8. Similar to step 6, build and install SciPy:
   $cd scipy-from-svn
   $sudo python setup.py config_fc --fcompiler=gfortran install
9. similar to step 7, move out of the build directory and run the built in tests:
   $cd ..
   $python -c "import scipy;scipy.test()"
   You're going to get some fails and maybe some errors. You're going to have to use your own judgement to as to whether these errors and fails are substantial. Most of the troubles I've encountered are trivial, things like a type being dtype('int32') instead of 'int32' which is actually the same and just needs to be updated to reflect newer numpy.

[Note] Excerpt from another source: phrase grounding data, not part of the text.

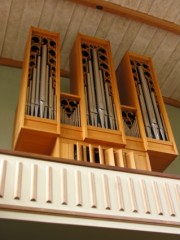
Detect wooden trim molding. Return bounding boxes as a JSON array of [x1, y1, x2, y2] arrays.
[[68, 0, 180, 35], [163, 97, 180, 108], [0, 204, 180, 228], [0, 57, 22, 68], [0, 148, 180, 180]]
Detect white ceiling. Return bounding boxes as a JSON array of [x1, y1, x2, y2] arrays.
[[0, 0, 180, 102]]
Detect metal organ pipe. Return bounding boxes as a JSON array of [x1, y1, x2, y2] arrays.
[[138, 66, 160, 139], [35, 55, 41, 117], [61, 98, 81, 127], [30, 67, 37, 116], [25, 36, 57, 120], [92, 48, 105, 128], [40, 44, 47, 118], [81, 43, 118, 131], [137, 78, 153, 138], [131, 61, 168, 141]]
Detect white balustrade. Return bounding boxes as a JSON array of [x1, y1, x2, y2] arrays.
[[0, 153, 180, 234]]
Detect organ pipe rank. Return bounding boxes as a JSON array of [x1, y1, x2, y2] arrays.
[[130, 60, 168, 141], [81, 42, 118, 130], [61, 97, 81, 127], [122, 109, 140, 138], [26, 34, 57, 120]]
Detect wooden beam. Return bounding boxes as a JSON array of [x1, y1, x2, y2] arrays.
[[163, 97, 180, 109], [68, 0, 180, 35], [0, 57, 22, 68], [60, 69, 70, 78]]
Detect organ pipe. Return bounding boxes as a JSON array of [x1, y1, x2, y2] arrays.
[[61, 97, 81, 127], [130, 60, 168, 141], [81, 43, 118, 130], [25, 35, 57, 120]]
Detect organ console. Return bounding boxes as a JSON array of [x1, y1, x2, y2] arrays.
[[12, 27, 178, 172]]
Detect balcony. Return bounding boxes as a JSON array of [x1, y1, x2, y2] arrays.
[[0, 149, 180, 238]]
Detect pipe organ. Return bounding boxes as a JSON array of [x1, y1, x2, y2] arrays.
[[121, 106, 140, 138], [69, 34, 126, 147], [81, 43, 118, 130], [26, 35, 57, 120], [12, 28, 178, 172], [12, 27, 60, 155], [61, 94, 81, 127], [130, 60, 168, 141], [116, 52, 178, 171]]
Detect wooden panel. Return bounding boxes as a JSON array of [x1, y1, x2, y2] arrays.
[[114, 149, 125, 167], [98, 145, 105, 164], [116, 51, 178, 172], [14, 162, 23, 200], [61, 4, 87, 70], [12, 27, 60, 155], [88, 172, 97, 208], [106, 15, 130, 56], [76, 142, 83, 161], [162, 59, 180, 98], [1, 0, 26, 59], [126, 152, 136, 169], [130, 24, 157, 54], [140, 179, 151, 214], [38, 0, 59, 30], [152, 181, 163, 215], [148, 0, 173, 19], [46, 166, 53, 203], [153, 33, 180, 78], [30, 164, 38, 201], [95, 12, 116, 39], [79, 8, 103, 36], [60, 168, 68, 205], [164, 183, 176, 216], [89, 144, 95, 163], [115, 176, 125, 211], [0, 0, 12, 54], [113, 20, 142, 69], [134, 152, 151, 171], [128, 177, 138, 212], [75, 170, 82, 206], [104, 147, 115, 166], [13, 0, 45, 60], [102, 174, 111, 209], [144, 29, 167, 57], [0, 160, 7, 198]]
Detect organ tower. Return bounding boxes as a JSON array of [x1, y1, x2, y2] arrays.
[[12, 27, 178, 172]]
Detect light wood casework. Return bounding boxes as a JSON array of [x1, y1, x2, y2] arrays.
[[69, 33, 126, 147], [12, 27, 60, 155], [60, 92, 82, 141], [58, 140, 151, 171], [116, 52, 178, 172]]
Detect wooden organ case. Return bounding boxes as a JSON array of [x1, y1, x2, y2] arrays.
[[12, 28, 178, 172], [58, 34, 129, 167], [116, 52, 178, 171], [12, 27, 60, 155]]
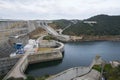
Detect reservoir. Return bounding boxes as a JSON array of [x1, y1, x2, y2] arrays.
[[25, 41, 120, 77]]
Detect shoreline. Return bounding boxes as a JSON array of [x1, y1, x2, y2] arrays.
[[69, 35, 120, 42]]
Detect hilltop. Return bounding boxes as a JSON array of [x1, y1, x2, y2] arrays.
[[52, 14, 120, 36]]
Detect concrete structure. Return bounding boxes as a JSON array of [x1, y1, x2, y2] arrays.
[[47, 67, 91, 80], [0, 20, 70, 43], [0, 20, 28, 41], [36, 21, 70, 42], [0, 20, 102, 80], [70, 20, 78, 24], [28, 51, 62, 64], [37, 21, 59, 36], [83, 21, 97, 24], [0, 19, 65, 79], [2, 40, 64, 80], [73, 69, 100, 80], [3, 51, 29, 79], [83, 21, 97, 26], [0, 20, 29, 58], [47, 56, 104, 80], [0, 56, 21, 75], [0, 42, 16, 58], [0, 20, 50, 58], [110, 61, 120, 68], [69, 36, 83, 41], [39, 40, 57, 48], [27, 20, 53, 34], [0, 19, 70, 43]]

And now you have a nice SciPy build for whatever flavor of python you're working with on you Mac. Note that I have no idea how well this will work in anything other than python 2.6 on Mac OSX 10.5.8, though it will probably mostly work with other variants. Also, for completeness, I most recently compiled these versions: NumPy-r7303, SciPy-r5893. At some point I'm going to give it a go with python 3.x but that will be a whole new kind of pain I suspect. Anyway, if anyone uses these instructions and they don't quite work or you don't understand part of it, please let me know and I'll try to clarify or help as best I can. I'd really love to build a definitive set of instructions for building SciPy on a Mac, but I can only verify these instructions on my machines.